Title: A field test of recursive calculation of crop evapotranspiration

Author
item Lascano, Robert
item VAN BAVEL, CORNELIUS - TEXAS A&M UNIVERSITY
item Evett, Steven - Steve

Submitted to: Transactions of the ASABE
Publication Type: Peer Reviewed Journal
Publication Acceptance Date: 7/1/2010
Publication Date: 7/15/2010
Citation: Lascano, R.J., Van Bavel, C., Evett, S.R. 2010. A field test of recursive calculation of crop evapotranspiration. Transactions of the ASABE. 53(4):1117-1126.

Interpretive Summary: In irrigated agriculture the amount of water that a crop uses on a daily basis must be known to schedule irrigation events. Currently, the most popular method that is worldwide used is based on a concept that was introduced in 1948 by a well-known scientist, Howard Penman, and named his concept a combination method to calculate crop evapotranspiration (ET). The ET represents the amount of water that is lost by evaporation from the soil surface and from the crop. It is called combination because it combines the energy balance, inputs and outputs, of the crop surface with another equation that calculates ET above the crop. By doing so, Penman was able to eliminate the surface temperature of the evaporating crop, a difficult value to measure, from all of the calculations. The problem is that the error that is introduced by this simplification increases as the air temperature increases and the air humidity decreases, which corresponds to semi-arid and arid climates, where irrigation is normally practiced. In our previous work we showed that this error can be substantial resulting in a 25% under-calculation of crop ET and that a simpler calculation method, without the assumptions introduced by Penman, can give accurate values of crop ET. In this paper, we experimentally show that the iterative method we introduced to calculate crop ET is accurate. We tested our method with alfalfa in Bushland TX and Tempe AZ. Our results show that for a well-watered crop the iterative method we proposed to calculate crop ET is accurate. Our method is simple to implement and requires no more computing power than a spreadsheet such as Microsoft' Excel. This is a preferred method to calculate crop ET and requires as input values that are routinely measured in weather stations that are part of regional ET networks.

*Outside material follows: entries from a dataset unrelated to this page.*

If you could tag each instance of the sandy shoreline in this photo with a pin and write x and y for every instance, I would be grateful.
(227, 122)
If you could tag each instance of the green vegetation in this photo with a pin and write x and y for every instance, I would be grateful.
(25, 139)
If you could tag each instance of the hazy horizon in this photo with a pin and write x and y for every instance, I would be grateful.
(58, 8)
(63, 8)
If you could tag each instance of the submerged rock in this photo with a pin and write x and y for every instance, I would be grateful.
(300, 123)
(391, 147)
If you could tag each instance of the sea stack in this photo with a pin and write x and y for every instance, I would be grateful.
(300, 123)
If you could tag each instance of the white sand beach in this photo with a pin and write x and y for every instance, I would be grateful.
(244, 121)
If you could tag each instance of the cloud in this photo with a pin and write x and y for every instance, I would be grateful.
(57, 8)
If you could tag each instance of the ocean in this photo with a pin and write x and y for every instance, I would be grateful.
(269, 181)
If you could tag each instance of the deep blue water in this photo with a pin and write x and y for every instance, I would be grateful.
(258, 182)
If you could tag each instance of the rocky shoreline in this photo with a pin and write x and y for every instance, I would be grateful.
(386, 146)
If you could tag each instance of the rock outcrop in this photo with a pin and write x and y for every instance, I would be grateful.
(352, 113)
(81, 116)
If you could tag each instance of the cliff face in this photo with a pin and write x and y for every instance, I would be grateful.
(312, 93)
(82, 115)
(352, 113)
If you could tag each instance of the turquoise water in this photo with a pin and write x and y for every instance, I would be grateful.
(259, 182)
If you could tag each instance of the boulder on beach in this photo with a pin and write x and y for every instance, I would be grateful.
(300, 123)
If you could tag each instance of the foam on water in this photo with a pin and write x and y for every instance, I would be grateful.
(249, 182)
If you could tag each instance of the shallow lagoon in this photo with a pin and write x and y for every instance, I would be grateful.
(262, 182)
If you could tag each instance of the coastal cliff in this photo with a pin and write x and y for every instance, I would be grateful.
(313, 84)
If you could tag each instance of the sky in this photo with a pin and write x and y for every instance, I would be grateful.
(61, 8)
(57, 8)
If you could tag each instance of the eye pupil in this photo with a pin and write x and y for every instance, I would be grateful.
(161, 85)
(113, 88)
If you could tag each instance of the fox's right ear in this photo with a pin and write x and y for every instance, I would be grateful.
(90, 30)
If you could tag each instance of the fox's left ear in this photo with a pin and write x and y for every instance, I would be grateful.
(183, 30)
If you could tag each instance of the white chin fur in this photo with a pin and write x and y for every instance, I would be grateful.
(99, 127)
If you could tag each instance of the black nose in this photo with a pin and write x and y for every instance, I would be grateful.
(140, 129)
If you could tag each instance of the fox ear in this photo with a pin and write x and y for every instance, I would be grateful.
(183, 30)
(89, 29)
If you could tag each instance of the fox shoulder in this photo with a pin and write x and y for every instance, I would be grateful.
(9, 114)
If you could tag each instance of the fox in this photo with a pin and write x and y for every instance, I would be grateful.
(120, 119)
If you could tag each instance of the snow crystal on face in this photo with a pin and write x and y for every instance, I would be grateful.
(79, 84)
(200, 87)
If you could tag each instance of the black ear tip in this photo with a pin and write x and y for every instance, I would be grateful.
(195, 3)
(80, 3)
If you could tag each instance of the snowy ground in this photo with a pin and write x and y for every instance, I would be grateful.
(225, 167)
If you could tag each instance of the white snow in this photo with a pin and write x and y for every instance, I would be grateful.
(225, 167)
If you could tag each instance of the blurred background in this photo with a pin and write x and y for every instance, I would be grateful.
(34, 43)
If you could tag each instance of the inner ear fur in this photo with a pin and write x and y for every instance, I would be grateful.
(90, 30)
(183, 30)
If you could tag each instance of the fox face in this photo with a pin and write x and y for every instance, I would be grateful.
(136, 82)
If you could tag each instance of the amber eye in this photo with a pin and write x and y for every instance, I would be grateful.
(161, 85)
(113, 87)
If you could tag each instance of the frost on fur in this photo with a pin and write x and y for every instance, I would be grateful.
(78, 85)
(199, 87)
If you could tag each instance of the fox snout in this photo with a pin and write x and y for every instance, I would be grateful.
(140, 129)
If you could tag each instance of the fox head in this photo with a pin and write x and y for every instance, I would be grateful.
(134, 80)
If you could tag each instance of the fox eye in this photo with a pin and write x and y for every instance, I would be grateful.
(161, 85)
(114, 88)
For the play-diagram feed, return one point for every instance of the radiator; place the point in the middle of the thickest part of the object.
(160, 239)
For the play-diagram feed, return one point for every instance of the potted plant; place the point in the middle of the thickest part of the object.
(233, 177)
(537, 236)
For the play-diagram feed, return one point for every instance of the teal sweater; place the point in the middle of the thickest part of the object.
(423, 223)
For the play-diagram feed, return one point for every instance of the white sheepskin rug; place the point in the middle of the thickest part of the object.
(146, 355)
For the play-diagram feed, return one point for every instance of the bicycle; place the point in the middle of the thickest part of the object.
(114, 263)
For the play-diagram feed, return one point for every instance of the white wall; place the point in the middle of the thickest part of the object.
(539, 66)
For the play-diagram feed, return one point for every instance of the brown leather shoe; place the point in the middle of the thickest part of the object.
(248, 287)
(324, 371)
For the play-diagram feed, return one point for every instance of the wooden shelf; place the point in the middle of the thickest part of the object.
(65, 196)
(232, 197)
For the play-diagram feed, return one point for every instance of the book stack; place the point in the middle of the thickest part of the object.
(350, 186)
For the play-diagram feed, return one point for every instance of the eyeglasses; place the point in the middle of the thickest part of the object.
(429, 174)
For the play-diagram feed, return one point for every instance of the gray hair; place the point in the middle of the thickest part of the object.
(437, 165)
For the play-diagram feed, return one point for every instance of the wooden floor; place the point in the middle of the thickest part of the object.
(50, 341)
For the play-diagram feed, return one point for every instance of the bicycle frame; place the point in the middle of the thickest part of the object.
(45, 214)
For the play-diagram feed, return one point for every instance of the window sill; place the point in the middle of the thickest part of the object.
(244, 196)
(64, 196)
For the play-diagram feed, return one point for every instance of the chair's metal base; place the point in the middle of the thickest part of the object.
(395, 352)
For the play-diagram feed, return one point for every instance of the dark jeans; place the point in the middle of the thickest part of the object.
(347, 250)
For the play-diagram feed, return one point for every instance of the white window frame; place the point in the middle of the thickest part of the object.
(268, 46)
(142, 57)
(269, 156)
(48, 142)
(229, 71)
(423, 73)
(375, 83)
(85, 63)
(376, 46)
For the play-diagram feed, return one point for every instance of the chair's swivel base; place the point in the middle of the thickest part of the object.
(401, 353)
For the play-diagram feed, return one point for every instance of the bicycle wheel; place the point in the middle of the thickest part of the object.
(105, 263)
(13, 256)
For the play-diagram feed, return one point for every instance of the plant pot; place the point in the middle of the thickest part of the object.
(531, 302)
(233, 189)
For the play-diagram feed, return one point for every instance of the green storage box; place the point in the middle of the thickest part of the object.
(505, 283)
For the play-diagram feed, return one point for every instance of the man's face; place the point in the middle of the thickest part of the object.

Technical Abstract: Numerous methods to calculate the evapotranspiration (ET) rate from field crops have been proposed, but few have convincingly demonstrated to be usefully accurate. The direct measurement of ET requires weighable lysimeters. However, the use of a surface energy balance to calculate ET requires a correct value for the crop surface temperature. An alternative for the latter is to solve the energy balance equation by iteration, as we proposed in 2007 (Lascano and Van Bavel, Agron. J. 99, 585–590). The validity of such a recursive method was examined in a three-month experiment in 1999 on an hourly, daily and monthly basis in Bushland TX on a well-watered alfalfa field, exposed to a hot and dry summer climate. The ET was measured half-hourly with lysimeters, accurate to 0.05 mm. Daily amounts of ET were found to be correctly calculated from the weather data using the recursive method to within 0.8 mm as indicated by the root mean squared difference (RMSD) between calculated and measured values of ET. The sum of the 26 daily-calculated values of ET was found to be within 7 mm of the measured amount. We also applied the recursive method to data collected in a similar experiment with alfalfa conducted in July 1964, in Tempe AZ. Daily ET was measured with lysimeters and calculated with the same recursive formula from the hourly weather data over a period of 20 days after a flood irrigation that kept the crop in a well-watered condition. The RMSD was 0.6 mm and the calculated total amount of ET was within 2 mm of the measured value. We conclude that an iterative formulation can give very good accuracy to the measurement of ET of a well-watered crop and that similar studies with other irrigated crops grown in hot and dry climates should be made.